2.根据权利要求1所述的方法，其特征在于，所述人羊膜上皮细胞为体外培养两代以内的人羊膜上皮细胞。

3.根据权利要求1所述的方法，其特征在于，所述2个以上oriP/EBNA1游离型质粒同时导入人羊膜上皮细胞。

4.根据权利要求3所述的方法，其特征在于，所述oriP/EBNA1游离型质粒为三个质粒，分别为pCXLE-hOCT3/4-shp53-F、pCXLE-hSK、pCXLE-hUL。

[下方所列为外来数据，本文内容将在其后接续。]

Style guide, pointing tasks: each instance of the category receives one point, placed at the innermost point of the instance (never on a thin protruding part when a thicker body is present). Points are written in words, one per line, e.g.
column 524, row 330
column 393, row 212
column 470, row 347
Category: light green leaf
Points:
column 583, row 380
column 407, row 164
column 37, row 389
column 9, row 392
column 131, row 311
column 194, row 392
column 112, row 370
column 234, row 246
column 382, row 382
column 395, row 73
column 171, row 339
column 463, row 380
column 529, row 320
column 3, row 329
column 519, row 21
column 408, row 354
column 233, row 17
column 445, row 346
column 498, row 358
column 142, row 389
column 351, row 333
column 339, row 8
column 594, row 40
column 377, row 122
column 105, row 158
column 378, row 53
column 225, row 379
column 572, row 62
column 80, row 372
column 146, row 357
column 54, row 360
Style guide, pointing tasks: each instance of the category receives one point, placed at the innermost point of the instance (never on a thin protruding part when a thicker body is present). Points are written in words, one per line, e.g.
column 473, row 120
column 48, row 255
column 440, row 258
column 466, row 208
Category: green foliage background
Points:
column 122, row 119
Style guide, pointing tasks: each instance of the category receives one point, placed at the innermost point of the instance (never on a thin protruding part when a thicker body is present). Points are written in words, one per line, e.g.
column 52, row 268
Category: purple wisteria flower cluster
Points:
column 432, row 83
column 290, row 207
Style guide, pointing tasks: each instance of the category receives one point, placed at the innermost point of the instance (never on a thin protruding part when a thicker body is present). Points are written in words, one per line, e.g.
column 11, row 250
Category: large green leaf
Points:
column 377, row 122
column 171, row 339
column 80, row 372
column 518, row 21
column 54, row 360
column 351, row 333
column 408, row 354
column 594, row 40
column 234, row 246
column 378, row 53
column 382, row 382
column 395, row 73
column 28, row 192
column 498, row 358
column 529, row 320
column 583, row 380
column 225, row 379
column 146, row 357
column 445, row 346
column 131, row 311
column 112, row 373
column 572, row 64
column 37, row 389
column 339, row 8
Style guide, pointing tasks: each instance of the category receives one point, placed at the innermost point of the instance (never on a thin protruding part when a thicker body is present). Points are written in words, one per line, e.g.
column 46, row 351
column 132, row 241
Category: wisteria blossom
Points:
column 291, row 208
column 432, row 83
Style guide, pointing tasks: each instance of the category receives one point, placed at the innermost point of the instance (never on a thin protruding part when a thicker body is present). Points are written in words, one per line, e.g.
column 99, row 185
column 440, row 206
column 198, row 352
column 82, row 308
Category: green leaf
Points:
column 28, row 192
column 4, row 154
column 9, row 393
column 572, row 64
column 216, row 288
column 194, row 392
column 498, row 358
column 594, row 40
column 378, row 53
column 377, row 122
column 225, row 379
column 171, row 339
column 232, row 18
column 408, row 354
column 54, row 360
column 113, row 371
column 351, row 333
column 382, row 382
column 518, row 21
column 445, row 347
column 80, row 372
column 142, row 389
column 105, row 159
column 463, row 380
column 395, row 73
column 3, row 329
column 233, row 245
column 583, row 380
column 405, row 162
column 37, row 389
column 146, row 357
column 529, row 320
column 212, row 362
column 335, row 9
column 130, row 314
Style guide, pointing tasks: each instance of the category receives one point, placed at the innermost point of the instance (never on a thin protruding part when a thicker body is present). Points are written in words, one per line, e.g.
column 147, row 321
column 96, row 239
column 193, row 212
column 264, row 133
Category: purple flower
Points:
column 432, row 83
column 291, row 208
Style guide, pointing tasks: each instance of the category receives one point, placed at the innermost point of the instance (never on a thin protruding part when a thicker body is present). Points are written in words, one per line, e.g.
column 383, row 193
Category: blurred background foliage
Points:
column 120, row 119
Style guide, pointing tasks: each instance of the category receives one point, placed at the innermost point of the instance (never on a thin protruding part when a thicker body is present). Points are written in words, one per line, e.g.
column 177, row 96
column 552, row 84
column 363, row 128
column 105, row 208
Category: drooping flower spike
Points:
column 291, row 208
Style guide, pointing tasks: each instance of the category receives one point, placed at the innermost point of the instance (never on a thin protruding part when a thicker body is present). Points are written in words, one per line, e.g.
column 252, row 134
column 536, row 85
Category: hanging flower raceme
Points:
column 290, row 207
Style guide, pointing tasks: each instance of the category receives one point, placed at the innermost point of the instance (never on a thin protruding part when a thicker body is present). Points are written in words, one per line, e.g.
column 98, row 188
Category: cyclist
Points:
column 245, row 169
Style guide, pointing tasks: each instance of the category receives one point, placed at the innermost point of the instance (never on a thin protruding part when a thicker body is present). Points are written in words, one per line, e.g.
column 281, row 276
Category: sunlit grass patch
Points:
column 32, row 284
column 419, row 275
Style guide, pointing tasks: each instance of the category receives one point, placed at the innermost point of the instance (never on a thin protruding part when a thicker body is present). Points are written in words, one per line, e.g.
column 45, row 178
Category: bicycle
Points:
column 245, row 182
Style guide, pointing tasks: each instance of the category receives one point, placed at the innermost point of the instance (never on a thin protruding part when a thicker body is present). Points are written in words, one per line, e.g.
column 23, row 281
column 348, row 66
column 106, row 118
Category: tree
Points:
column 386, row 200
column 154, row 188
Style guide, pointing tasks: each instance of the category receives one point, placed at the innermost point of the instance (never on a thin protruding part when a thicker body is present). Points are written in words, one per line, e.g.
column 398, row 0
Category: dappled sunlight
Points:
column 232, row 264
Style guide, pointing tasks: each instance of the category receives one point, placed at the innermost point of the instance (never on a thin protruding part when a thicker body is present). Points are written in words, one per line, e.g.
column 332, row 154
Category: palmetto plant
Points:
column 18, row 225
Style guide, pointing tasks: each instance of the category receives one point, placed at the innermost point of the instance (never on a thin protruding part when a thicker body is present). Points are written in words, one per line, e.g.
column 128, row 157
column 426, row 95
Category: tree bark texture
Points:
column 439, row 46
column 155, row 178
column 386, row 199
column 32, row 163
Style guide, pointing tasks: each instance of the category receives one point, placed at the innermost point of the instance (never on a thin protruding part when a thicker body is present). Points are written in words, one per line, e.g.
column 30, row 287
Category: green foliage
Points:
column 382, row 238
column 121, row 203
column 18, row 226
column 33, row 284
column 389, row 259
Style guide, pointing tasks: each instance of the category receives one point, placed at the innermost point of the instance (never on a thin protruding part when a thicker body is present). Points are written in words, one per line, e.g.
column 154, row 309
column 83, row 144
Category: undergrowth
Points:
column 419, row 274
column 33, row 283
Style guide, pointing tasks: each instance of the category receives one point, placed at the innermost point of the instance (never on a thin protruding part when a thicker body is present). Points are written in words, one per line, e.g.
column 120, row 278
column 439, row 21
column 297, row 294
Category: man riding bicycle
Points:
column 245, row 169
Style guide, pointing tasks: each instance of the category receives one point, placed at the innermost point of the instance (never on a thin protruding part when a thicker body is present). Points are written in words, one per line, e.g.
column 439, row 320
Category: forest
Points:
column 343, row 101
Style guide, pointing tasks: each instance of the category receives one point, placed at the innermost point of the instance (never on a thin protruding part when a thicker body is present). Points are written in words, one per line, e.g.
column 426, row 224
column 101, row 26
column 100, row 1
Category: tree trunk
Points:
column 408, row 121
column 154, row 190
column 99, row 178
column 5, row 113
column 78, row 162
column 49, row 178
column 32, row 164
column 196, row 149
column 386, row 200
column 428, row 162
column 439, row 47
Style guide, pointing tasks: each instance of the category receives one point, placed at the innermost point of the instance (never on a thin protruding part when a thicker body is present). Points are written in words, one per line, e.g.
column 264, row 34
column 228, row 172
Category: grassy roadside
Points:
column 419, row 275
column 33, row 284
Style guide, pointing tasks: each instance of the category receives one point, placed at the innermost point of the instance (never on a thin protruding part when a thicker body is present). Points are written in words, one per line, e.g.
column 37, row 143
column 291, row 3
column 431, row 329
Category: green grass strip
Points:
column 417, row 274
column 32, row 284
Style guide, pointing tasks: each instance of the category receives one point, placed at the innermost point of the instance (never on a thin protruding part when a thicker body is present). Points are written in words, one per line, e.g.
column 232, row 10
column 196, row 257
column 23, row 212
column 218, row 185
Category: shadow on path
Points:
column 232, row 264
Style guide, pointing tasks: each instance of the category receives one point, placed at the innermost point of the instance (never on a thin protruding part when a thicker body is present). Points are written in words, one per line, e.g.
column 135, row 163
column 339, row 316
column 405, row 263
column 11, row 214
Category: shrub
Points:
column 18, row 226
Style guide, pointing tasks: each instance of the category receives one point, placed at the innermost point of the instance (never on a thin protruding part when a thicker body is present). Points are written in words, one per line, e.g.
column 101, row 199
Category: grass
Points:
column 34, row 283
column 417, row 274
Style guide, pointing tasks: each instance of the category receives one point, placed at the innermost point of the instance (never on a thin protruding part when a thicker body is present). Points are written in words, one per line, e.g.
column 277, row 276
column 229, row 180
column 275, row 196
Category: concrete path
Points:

5.根据权利要求1-4任一权利要求所述的方法，其特征在于，所述转染后的人羊膜上皮细胞在原培养板上继续培养至诱导性多能干细胞克隆长大挑出。

6.根据权利要求5所述的方法，其特征在于，所述方法还包括步骤，获得的诱导性多能干细胞克隆挑出后，种在人重组玻连蛋白包被的培养板上，在TeSR^TM-E8^TM培养基中扩大培养。

7.根据权利要求1所述的方法，其特征在于，所述方法包括以下步骤：

(1)将人羊膜上皮细胞接种到培养板中，以人羊膜上皮细胞培养基培养2天；

(2)更换新鲜的人羊膜上皮细胞培养基后，加入非脂阳离子转染试剂Neofect^TM和含有游离型质粒pCXLE-hOCT3/4-shp53-F、pCXLE-hSK、pCXLE-hUL的混合物，然后将混合物加入人羊膜上皮细胞培养基中转染；

(3)转染24小时后，更换TeSR^TM-E8^TM干细胞培养基，隔天更换新鲜培养基；

(4)挑出诱导性多能干细胞克隆，种在人重组玻连蛋白包被的培养板上，采用TeSR^TM-E8^TM培养基进行扩大培养，获得诱导性多能干细胞。

8.根据权利要求7所述的方法，其特征在于，所述方法还包括以下步骤：

(1)步骤(4)扩大培养后的诱导性多能干细胞，采用无血清细胞冻存液冻存；

(2)取步骤(5)中少量细胞进行鉴定，表达干细胞标志物NANOG、OCT4、SOX2、TRA-1-60，即为诱导性多能干细胞。

9.据权利要求7所述的方法，其特征在于，所述方法还包括以下步骤：

(7)对步骤(4)扩大培养后的细胞进行筛选，获得表达干细胞标志物NANOG、OCT4、SOX2、TRA-1-60的诱导性多能干细胞。

10.根据权利要求7-9任一权利要求所述的方法，其特征在于，所述步骤(2)中，先将游离型质粒一起加入DMEM稀释至每种质粒浓度为0.05-0.01μg/μL，再与非脂阳离子转染试剂Neofect^TM混合均匀，并静置20分钟后，加入人羊膜上皮细胞培养基中。